It's a ghost that sits on the skyline forever
August 21, 2016 1:02 AM   Subscribe

God. So much incidental misery sketched in around the margins of that one plaintive act. The 26 bridge jumpers; the abuse (drugs, children); the heartache, homelessness, scuppered life chances; the murder victim. And I was left wondering about the circumstances behind Jason's unspent conviction for harassment.
posted by Sonny Jim at 1:28 AM on August 21, 2016 [4 favorites]

Sheffield is an amazing city but a badly broken one. The Joseph Rowntree Foundation just published a report on the demographics of deprivation and the map of Sheffield is stark. A complete East-West divide.
posted by fallingbadgers at 1:50 AM on August 21, 2016

The fucking developers who are flogging off former council infrastructure omitted her name because they thought she was freeloading on the slogan?
I felt puzzled that they didn’t seem to know that real people were at the heart of the graffiti. It’s because it is real that it works.
They owe Jason a flat. And they owe flats to Clare's kids too.
posted by Autumn Leaf at 3:12 AM on August 21, 2016 [20 favorites]
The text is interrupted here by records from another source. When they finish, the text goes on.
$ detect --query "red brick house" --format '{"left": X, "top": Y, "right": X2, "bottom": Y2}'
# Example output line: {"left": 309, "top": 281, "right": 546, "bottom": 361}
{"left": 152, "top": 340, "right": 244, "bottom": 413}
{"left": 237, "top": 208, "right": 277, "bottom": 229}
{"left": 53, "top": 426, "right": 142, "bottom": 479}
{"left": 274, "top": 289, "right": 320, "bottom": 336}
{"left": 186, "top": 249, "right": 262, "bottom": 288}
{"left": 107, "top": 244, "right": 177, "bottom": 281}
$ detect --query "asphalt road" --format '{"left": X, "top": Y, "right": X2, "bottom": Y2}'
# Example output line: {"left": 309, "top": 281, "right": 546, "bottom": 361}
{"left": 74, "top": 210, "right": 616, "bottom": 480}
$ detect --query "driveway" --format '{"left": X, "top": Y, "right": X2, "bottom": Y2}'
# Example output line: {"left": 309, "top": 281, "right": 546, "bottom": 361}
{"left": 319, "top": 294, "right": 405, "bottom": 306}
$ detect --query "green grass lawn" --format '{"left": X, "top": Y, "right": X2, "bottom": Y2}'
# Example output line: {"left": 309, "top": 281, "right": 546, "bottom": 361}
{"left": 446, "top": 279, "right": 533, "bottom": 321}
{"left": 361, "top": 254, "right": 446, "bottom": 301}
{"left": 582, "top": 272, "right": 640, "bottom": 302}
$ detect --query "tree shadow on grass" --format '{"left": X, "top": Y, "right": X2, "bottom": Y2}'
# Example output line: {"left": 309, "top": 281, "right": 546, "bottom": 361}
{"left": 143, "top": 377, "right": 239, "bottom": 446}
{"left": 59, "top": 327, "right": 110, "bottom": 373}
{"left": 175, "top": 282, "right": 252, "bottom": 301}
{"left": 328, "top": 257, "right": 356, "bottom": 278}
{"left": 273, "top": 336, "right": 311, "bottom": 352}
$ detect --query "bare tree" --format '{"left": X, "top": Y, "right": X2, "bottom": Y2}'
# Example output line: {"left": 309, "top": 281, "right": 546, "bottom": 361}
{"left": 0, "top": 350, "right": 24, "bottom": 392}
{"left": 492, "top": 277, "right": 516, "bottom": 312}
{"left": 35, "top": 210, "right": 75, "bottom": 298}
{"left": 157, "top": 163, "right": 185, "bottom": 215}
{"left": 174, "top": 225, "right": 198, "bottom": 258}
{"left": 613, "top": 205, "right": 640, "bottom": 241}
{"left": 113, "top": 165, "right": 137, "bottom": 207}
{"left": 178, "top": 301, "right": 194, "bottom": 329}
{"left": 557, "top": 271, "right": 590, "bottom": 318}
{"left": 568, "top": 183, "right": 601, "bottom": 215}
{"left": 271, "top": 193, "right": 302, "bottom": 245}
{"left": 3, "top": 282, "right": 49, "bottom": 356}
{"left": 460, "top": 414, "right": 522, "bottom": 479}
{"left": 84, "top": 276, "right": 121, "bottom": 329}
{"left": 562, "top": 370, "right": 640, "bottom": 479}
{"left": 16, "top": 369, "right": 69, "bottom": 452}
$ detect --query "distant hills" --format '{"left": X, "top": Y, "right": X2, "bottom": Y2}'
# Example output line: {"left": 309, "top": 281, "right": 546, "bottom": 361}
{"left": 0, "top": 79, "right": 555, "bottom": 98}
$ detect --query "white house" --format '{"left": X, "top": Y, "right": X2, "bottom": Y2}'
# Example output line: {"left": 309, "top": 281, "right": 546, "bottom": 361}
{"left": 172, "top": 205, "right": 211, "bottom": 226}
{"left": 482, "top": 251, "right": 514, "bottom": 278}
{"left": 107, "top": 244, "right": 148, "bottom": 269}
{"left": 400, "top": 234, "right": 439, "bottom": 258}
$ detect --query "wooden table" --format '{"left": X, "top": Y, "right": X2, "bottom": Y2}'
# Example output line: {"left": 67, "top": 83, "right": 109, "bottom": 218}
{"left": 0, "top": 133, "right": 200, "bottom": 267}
They owe Jason a flat. And they owe flats to Clare's kids too.

Damn right
posted by james33 at 3:16 AM on August 21, 2016 [3 favorites]

Apropos of nothing, I was doing some woodworking earlier and was constantly reading "Sheffield England" on my chisels and thought "I know nothing of the place, other than it was a center of the British steel industry". If it's any consolation, Jason and Clare (and it's not), I'll now think of your story when making shavings.

I was kind of grumpy (and I guess still am) at the hipster business appropriation of the graffiti without even a cursory investigation of the story behind it (and even if they had done so, it's use is maddening as being both cynical and twee), but Jason is pleased with its use, so who am I to say.

The hope found in such hopelessness is both uplifting and depressing.
posted by maxwelton at 3:16 AM on August 21, 2016

> ...but Jason is pleased with its use, so who am I to say.

It reads like he feels the satisfaction somebody can get by anonymously inventing a meme that becomes popular and ends up in unexpected places.

Unlike innumerable copypasta and memes, though, this is something that was latched onto by the high fashion and design industries and a lot of money changed hands because of it. It's heartbreaking that Jason and Claire's kids can't see any proceeds of it.
posted by ardgedee at 3:21 AM on August 21, 2016 [2 favorites]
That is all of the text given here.